‘Red card’ for government on air quality

Environmental Audit Committee assesses government’s air quality policies and calls for creation of new ‘Office for Environmental Responsibility’

The UK government was today (September 16) given a ‘red card’ for its efforts to reduce air pollution as part of a scorecard assessment of its green policies carried out by the Environmental Audit Committee (EAC).

Rating the government’s environmental policies, the Committee concluded that “much more urgent action” was needed to tackle air pollution as the UK is currently failing to meet EU standards for nitrogen dioxide in 34 out of 43 zones.

The Environmental Audit Committee is currently holding an inquiry into air quality in the UK

The Environmental Audit Committee is currently holding an inquiry into air quality in the UK

And, according to the EAC, emissions of a number of airborne pollutants increased in 2013, after being steady between 2010 and 2012 and in a longer-term decline before that.

Chair of the EAC, Joan Walley MP, said: “A whole generation of young people in our cities will potentially have their health impaired by pollution before the Government meets air quality safety standards. That is not acceptable. We need to see much more urgent action in this area and we will be looking at this area in more detail when we publish the results of our inquiry later this year.”

The government also received ‘red cards’ from the EAC on wildlife protection and flooding prevention. As a result, the Committee is also calling for the creation of new legal commitments to protect the environment, to be overseen by a new ‘Office for Environmental Responsibility’ to “ensure all government policies are compatible with those commitments”.

The EAC chair said: “Our inquiry provides a wide ranging examination of the state of the environment and shows that further and continued effort is required to protect it properly. A dedicated, wide-ranging ‘Environmental Strategy’ is needed, overseen by a new ‘Office for Environmental Responsibility’ to ensure the government meets the requirements to protect human health and the natural world.”

According to the EAC, the proposed independent body would:

  • Review the Environment Strategy advocated by the EAC;
  • Advise the government on appropriate targets;
  • Advise the government on policies, both those in government programmes and new ones that could be brought forward to support the environment;
  • Advise the government about the adequacy of the resources (in both central and local government) made available for delivering the strategy;
  • Monitor and publish performance against the strategy and its targets.

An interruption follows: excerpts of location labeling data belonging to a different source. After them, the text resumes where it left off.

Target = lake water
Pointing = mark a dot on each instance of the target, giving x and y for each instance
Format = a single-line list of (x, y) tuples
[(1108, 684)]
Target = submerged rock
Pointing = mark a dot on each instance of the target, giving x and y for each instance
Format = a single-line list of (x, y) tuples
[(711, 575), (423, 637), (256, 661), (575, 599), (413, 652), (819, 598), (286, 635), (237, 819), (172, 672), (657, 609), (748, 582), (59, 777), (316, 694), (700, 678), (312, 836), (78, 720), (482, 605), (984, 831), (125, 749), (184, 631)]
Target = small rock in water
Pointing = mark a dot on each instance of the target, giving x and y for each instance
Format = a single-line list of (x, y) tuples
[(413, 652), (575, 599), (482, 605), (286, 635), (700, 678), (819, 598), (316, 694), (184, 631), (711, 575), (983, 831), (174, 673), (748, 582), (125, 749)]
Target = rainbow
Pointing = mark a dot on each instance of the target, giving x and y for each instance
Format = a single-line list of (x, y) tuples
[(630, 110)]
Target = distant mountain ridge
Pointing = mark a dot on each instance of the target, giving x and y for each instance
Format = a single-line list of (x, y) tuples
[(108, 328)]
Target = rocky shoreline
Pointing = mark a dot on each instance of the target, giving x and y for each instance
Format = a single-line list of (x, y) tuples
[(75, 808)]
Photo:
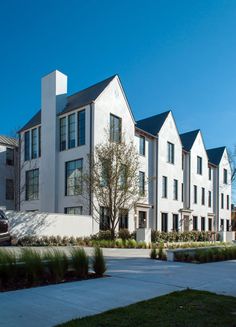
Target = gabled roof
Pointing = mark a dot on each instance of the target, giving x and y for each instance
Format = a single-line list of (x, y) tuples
[(188, 139), (6, 140), (215, 155), (153, 124), (77, 100)]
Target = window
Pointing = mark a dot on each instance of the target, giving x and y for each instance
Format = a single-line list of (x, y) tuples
[(225, 176), (222, 201), (164, 186), (74, 210), (71, 131), (142, 145), (34, 143), (199, 165), (209, 199), (27, 145), (141, 183), (203, 223), (104, 218), (81, 127), (175, 189), (123, 219), (74, 177), (170, 152), (10, 189), (175, 222), (195, 194), (63, 134), (115, 128), (9, 157), (164, 222), (195, 227), (210, 224), (32, 185), (203, 196)]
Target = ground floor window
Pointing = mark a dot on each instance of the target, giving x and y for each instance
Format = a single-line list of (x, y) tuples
[(164, 222), (74, 210)]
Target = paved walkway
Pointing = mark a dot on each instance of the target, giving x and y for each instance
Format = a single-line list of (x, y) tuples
[(131, 280)]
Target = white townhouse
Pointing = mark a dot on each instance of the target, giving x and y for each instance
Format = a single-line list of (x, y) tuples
[(8, 172), (55, 143)]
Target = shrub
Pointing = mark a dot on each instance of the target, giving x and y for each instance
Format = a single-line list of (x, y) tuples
[(80, 262), (98, 262)]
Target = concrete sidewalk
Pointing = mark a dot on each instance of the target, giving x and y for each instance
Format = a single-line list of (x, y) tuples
[(131, 280)]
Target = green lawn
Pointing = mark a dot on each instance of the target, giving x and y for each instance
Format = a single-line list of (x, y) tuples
[(180, 309)]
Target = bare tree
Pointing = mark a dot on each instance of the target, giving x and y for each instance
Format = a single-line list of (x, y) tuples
[(112, 180)]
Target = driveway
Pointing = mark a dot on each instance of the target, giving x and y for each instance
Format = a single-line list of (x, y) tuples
[(132, 280)]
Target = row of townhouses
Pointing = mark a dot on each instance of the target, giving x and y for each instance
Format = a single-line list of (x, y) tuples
[(189, 186)]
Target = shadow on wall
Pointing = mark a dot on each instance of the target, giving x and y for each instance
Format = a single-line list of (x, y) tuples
[(49, 224)]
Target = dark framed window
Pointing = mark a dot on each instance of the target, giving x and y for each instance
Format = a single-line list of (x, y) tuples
[(199, 165), (195, 194), (115, 128), (170, 152), (203, 196), (141, 183), (74, 210), (74, 170), (175, 189), (71, 131), (175, 222), (27, 145), (32, 185), (34, 143), (164, 222), (203, 227), (195, 223), (10, 192), (63, 134), (10, 157), (164, 187), (142, 145), (81, 127)]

Ms Walley added: “Effective action on environmental protection is essential, both during the current Parliament and beyond. Parties should therefore be considering credible environmental protection in their manifestos. I want them to use our report as both a wake-up call and a template for the measured that need to be put forward. Consistent action by successive Governments will help ensure that the benefits of nature are available to future generations as much as they are to ours.”